Item 5.07. Submission of Matters to a Vote of Security Holders

 

TICC Capital Corp. (the “Company”) today announced the results of its Annual Meeting of Shareholders (the “Meeting”) held on June 5, 2013, during which two matters were submitted to the vote of the shareholders. A summary of the matters voted upon by shareholders is set forth below.

 

1. Stockholders approved a proposal to authorize the Company to sell shares of its common stock at a price or prices below the Company’s then current net asset value per share in one or more offerings, in each case subject to the approval of its Board of Directors and compliance with the conditions set forth in the proxy statement pertaining thereto (including, without limitation, that the number of shares issued does not exceed 25% of the Company’s then outstanding common stock immediately prior to each such offering) based on the following votes:

           

   
      Votes For     Votes
Against
    Abstentions     Broker
Non-Votes
 
  With Affiliates   22,525,601     4,113,299     436,012     N/A  
  % of Voted*   83.20%     15.19%     1.61%     N/A  
  Without Affiliates   21,527,023     4,113,299     436,012     N/A  
  % of Voted*   82.55%     15.77%     1.67%     N/A  
                                               

 

* For purposes of this proposal, the affirmative vote of (1) a majority of the outstanding shares of common stock entitled to vote at the Meeting; and (2) a majority of the outstanding shares of common stock entitled to vote at the Meeting that are not held by affiliated persons of the Company was required to approve this proposal.
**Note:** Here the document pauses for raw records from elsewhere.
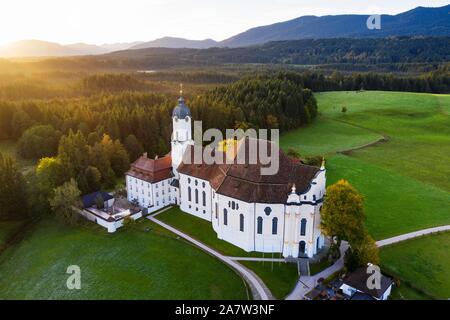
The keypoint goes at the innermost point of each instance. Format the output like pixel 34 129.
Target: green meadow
pixel 404 180
pixel 423 263
pixel 144 262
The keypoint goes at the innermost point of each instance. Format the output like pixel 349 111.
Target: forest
pixel 82 120
pixel 90 139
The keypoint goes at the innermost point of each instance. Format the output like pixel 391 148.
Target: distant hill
pixel 171 42
pixel 36 48
pixel 120 46
pixel 426 22
pixel 87 49
pixel 299 52
pixel 417 22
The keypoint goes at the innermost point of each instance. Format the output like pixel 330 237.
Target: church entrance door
pixel 301 249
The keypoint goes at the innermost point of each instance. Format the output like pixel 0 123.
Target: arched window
pixel 303 227
pixel 259 226
pixel 274 225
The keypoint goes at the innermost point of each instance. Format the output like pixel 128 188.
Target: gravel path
pixel 259 289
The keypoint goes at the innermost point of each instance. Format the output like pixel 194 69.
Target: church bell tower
pixel 181 132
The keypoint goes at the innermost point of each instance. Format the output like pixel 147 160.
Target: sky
pixel 112 21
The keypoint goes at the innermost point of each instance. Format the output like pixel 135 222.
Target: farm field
pixel 405 175
pixel 423 262
pixel 394 203
pixel 417 124
pixel 131 264
pixel 404 180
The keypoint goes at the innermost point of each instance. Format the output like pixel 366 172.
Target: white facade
pixel 181 138
pixel 291 227
pixel 151 196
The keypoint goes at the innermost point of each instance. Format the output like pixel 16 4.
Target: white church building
pixel 263 213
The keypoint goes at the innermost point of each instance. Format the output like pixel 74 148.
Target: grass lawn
pixel 424 262
pixel 405 180
pixel 202 230
pixel 394 203
pixel 417 123
pixel 280 280
pixel 130 264
pixel 326 136
pixel 407 293
pixel 7 228
pixel 315 268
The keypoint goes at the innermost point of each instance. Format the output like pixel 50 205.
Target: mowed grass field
pixel 405 181
pixel 424 262
pixel 131 264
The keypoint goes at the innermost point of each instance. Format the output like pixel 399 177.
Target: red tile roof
pixel 151 170
pixel 245 181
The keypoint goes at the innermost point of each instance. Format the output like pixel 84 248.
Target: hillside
pixel 171 42
pixel 307 51
pixel 37 48
pixel 416 22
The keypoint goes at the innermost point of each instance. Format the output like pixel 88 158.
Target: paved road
pixel 411 235
pixel 258 259
pixel 259 289
pixel 306 283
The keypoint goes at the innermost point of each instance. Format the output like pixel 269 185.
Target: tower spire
pixel 322 166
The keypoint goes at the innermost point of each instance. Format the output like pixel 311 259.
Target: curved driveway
pixel 307 283
pixel 259 290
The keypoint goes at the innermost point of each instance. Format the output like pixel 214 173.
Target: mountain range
pixel 420 21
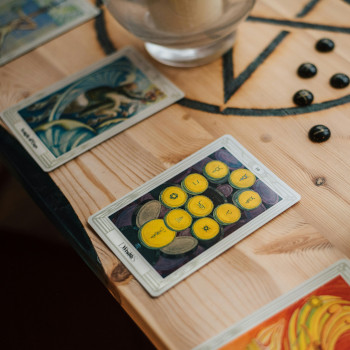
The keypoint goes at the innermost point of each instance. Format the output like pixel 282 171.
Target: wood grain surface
pixel 253 104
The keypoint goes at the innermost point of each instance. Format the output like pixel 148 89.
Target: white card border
pixel 340 268
pixel 48 161
pixel 151 280
pixel 90 11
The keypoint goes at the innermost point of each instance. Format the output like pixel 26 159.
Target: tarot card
pixel 26 24
pixel 315 315
pixel 175 223
pixel 87 108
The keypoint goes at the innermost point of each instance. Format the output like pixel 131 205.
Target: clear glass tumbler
pixel 182 33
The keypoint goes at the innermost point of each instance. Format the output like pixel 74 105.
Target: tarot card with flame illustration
pixel 315 316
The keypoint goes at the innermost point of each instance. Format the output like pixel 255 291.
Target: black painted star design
pixel 232 84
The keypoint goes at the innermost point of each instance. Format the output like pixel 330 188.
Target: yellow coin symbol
pixel 227 214
pixel 247 199
pixel 205 229
pixel 155 234
pixel 216 170
pixel 242 178
pixel 195 183
pixel 200 206
pixel 173 197
pixel 178 219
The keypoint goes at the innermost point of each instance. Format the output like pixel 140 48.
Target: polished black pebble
pixel 339 81
pixel 319 133
pixel 303 98
pixel 307 70
pixel 325 45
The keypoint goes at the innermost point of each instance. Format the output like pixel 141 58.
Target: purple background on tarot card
pixel 125 217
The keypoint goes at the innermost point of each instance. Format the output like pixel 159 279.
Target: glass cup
pixel 182 33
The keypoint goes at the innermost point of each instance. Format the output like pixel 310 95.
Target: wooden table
pixel 248 94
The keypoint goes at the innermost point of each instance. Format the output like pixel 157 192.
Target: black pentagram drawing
pixel 232 84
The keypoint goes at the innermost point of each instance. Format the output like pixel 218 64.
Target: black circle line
pixel 263 112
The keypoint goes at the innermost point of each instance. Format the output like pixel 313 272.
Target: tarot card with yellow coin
pixel 183 218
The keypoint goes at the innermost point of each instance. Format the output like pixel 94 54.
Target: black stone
pixel 307 70
pixel 339 81
pixel 319 133
pixel 325 45
pixel 303 98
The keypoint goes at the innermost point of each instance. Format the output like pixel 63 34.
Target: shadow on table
pixel 51 299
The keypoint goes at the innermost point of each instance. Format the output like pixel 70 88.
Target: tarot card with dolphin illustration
pixel 175 223
pixel 315 316
pixel 87 108
pixel 26 24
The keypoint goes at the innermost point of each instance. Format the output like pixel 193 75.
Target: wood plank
pixel 301 242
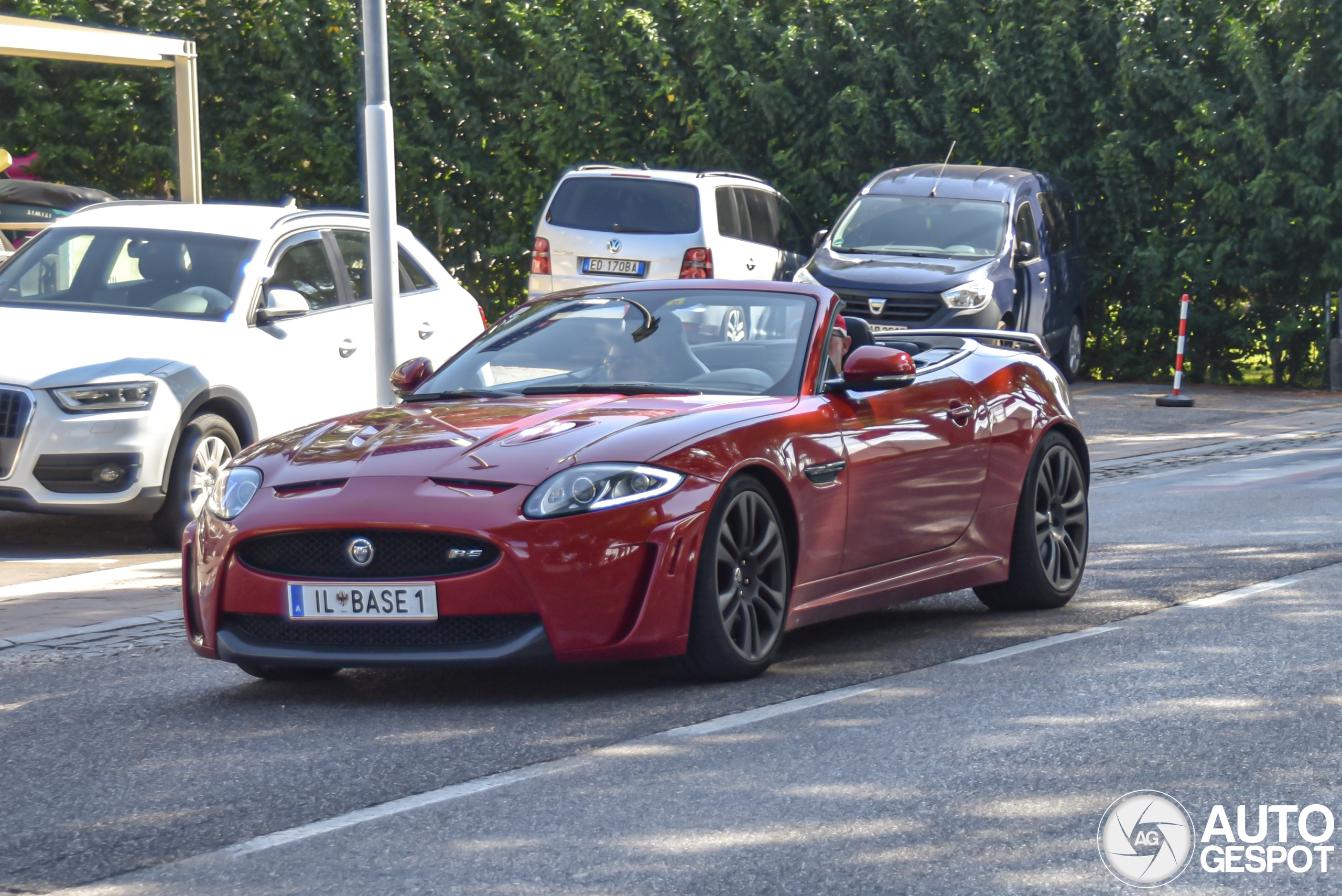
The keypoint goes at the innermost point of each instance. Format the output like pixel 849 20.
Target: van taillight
pixel 697 265
pixel 541 255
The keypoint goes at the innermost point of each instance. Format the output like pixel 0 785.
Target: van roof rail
pixel 749 177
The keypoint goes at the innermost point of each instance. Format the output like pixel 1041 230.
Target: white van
pixel 610 224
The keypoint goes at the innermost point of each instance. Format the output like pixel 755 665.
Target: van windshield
pixel 923 226
pixel 128 272
pixel 626 204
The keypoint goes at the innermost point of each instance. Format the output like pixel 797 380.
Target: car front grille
pixel 443 632
pixel 900 309
pixel 15 414
pixel 396 554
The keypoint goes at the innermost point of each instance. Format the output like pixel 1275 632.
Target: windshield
pixel 702 341
pixel 626 206
pixel 923 226
pixel 129 272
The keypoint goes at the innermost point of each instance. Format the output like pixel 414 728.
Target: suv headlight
pixel 111 396
pixel 234 489
pixel 587 487
pixel 972 296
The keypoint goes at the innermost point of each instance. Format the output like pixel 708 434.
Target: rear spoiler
pixel 1023 341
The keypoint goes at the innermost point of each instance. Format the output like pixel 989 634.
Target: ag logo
pixel 1146 839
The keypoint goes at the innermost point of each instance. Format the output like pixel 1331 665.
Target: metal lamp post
pixel 380 157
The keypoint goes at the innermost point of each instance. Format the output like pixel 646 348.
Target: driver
pixel 839 344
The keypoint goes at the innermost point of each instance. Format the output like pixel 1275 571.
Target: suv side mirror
pixel 874 366
pixel 282 304
pixel 410 376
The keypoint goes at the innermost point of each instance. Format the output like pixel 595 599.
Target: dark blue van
pixel 961 246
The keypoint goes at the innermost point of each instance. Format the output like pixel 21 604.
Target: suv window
pixel 626 204
pixel 306 270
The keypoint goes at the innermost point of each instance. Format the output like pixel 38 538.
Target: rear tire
pixel 207 443
pixel 1051 534
pixel 742 587
pixel 285 673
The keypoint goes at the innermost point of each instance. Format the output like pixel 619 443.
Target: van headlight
pixel 233 491
pixel 588 487
pixel 969 297
pixel 109 396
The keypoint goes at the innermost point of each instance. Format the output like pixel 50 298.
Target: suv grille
pixel 446 631
pixel 396 554
pixel 15 408
pixel 900 309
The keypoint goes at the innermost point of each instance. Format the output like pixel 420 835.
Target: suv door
pixel 324 356
pixel 1032 287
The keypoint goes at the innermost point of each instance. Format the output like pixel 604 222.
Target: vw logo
pixel 360 552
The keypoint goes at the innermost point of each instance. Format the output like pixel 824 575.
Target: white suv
pixel 607 224
pixel 147 342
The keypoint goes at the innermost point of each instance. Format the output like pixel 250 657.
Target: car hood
pixel 521 440
pixel 49 349
pixel 843 272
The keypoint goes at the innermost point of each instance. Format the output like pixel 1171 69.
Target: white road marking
pixel 96 581
pixel 1031 645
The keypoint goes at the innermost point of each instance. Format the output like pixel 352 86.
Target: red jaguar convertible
pixel 605 475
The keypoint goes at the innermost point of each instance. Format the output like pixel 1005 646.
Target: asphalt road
pixel 136 758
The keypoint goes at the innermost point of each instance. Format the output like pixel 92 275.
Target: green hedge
pixel 1203 137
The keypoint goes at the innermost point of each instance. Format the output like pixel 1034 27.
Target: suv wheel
pixel 207 445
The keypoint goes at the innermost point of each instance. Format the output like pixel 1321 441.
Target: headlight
pixel 113 396
pixel 598 487
pixel 973 296
pixel 234 489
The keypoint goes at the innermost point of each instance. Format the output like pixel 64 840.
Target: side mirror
pixel 282 304
pixel 874 366
pixel 411 375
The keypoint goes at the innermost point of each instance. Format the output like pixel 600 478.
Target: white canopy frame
pixel 45 39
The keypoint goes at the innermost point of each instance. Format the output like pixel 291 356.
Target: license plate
pixel 363 601
pixel 621 267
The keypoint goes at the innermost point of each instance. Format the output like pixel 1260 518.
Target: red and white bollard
pixel 1177 400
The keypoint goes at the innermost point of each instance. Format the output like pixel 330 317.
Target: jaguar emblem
pixel 360 552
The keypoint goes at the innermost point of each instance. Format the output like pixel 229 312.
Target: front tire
pixel 742 585
pixel 1051 534
pixel 207 445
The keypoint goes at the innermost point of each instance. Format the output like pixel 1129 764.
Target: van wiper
pixel 458 393
pixel 607 388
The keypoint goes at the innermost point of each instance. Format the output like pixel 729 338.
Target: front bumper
pixel 41 463
pixel 610 585
pixel 529 648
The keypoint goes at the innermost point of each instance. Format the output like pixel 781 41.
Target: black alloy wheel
pixel 1051 534
pixel 742 587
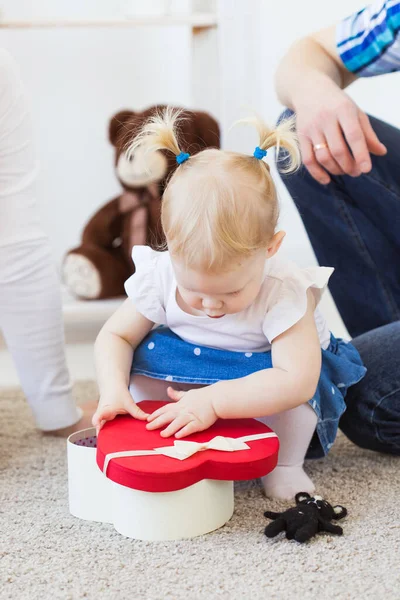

For purposes of this proposal, the Investment Company Act of 1940, as amended, defines “a majority of the outstanding shares” as: (1) 67% or more of the voting securities present at the Meeting if the holders of more than 50% of the outstanding voting securities of such company are present or represented by proxy; or (2) more than 50% of the outstanding voting securities of the Company, whichever is the less.

 

2. Shareholders approved an adjournment of the Meeting to allow the polls to remain open until 10:00 a.m. on June 19, 2013 for the election of Tonia L. Pankopf as a director of the Company for a three-year term based on the following votes:

 

             
Votes For   Votes Against   Abstentions   Broker Non-Votes
25,220,107   1,819,250   N/A   N/A

 

A vote was not taken on June 5, 2013 with respect to the proposal to elect Ms. Pankopf as a director of the Company to provide additional time for shareholders to vote on this proposal. As of June 5, 2013, there were 25,502,451 shares that had not yet voted on the proposal to elect Ms. Pankopf as a director of the Company. Of the shares that had voted, 93.3% had voted to in favor of electing Ms. Pankopf as a director of the Company. Because the Company’s bylaws provide that the election of a director requires the affirmative vote of a majority of the outstanding shares of the Company’s common stock, and given the clear preference to approve this proposal by those who have voted on this proposal, the Board of Directors of the Company determined that it would be appropriate to adjourn the Meeting in order to solicit additional votes on the proposal to elect Ms. Pankopf as a director of the Company.

 

Based on the shareholder votes to adjourn the Meeting, the Meeting will reconvene at the Company’s corporate headquarters located at 8 Sound Shore Drive, Suite 255, Greenwich, Connecticut 06830 on June 19, 2013 at 10:00 a.m., Eastern Time, for the purpose of voting on the election of Tonia L. Pankopf as a director of the Company for a three-year term or until her successor is duly elected and qualified.

 

 
 

 

SIGNATURES

 

 

Pursuant to the requirements of the Securities Exchange Act of 1934, the Registrant has duly caused this report to be signed on its behalf by the undersigned hereunto duly authorized.

 

 

Date: June 7, 2013 TICC CAPITAL CORP.